Il Secolo asiatico. L’economia (s)governata

E’ quasi comico leggere sul Wall Street Journal e poi sulla nostra stampa, sempre in difetto di citazione della fonte estera, che la Banca centrale giapponese stia seduta su una montagna di profitti, che non sa bene come restituire alla collettività, derivanti dal fatto che ormai controlla il 7% delle azioni del listino di Tokyo. Che aggiungendosi alla quota eguale in pancia al fondo pensione del governo, quota nel 14% il totale delle azioni detenute dall’autorità pubblica.

Il motivo dell’ilarità, ottimo succedaneo della mestizia, risiede nella circostanza che la libera stampa che si stupisce è la stessa che riporta con professionale dettaglio come la Banca del Giappone, ormai da un ventennio e forse più, abbia innovato la politica monetaria al punto da comprare azioni quotate pur di fare arrivare ossigeno nel circuito finanziario. Salvo chiedersi – e scoprire poi – che questo genera una sostanziale nazionalizzazione dell’economia che ricorda il modello cinese. Ma quando una banca centrale inonda di denaro l’economia, secondo voi questi soldi dove vanno?

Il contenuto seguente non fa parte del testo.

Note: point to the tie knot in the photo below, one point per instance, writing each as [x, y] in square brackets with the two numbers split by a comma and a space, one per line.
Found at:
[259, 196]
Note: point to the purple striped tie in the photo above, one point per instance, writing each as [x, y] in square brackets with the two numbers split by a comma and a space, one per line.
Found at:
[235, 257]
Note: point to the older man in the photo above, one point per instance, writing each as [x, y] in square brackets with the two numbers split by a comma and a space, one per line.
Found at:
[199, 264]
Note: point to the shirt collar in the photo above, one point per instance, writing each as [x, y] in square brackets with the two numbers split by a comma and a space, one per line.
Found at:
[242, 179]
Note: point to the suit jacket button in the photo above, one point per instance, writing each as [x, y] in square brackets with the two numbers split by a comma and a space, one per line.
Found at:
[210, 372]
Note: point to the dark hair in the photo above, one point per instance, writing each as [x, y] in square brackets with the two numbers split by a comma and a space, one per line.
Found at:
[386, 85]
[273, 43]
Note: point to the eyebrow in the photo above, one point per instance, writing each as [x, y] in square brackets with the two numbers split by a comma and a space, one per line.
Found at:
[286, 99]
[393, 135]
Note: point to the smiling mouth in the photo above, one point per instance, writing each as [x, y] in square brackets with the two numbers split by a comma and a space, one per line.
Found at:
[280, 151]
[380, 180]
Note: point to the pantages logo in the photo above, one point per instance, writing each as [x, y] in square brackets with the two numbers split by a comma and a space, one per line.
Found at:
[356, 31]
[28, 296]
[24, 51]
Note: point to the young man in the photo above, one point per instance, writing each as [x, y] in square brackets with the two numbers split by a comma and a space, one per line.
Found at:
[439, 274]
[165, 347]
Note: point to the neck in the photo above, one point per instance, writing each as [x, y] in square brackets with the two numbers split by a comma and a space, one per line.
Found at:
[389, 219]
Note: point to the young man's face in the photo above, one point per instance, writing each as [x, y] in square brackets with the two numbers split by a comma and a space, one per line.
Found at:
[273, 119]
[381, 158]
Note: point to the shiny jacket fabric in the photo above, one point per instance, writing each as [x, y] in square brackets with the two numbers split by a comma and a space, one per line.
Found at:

Questa semplice domanda rimane spesso senza risposta. Non tanto perché manchino le spiegazioni, quanto perché diventa estremamente sconveniente notare come l’esito di così tanto intervento pubblico, che ci porta dritti verso la deriva asiatica di Giappone e Cina, non può che essere un’economia governata. Nel senso di un’economia che ormai dipende in larghissima parte dal governo, che all’uopo si appresta a celebrare un nuovo matrimonio fra Tesoro e Banca centrale per dare un calcione alle economie incagliate del XXI secolo.

Così anche da noi, mica solo laggiù. L’Asia, anzi, è stata antesignana: il Giappone per le politiche monetarie e i deficit fiscali, la Cina per l’economia come spartito suonato dal governo, al quale ormai chiaramente si ispirano tanti aspiranti pianificatori di casa nostra un po’ come negli anni ’30 del secolo scorso si guardava all’Unione Sovietica che passava indenne attraverso la Grande Depressione grazie ai suoi piani quinquennali.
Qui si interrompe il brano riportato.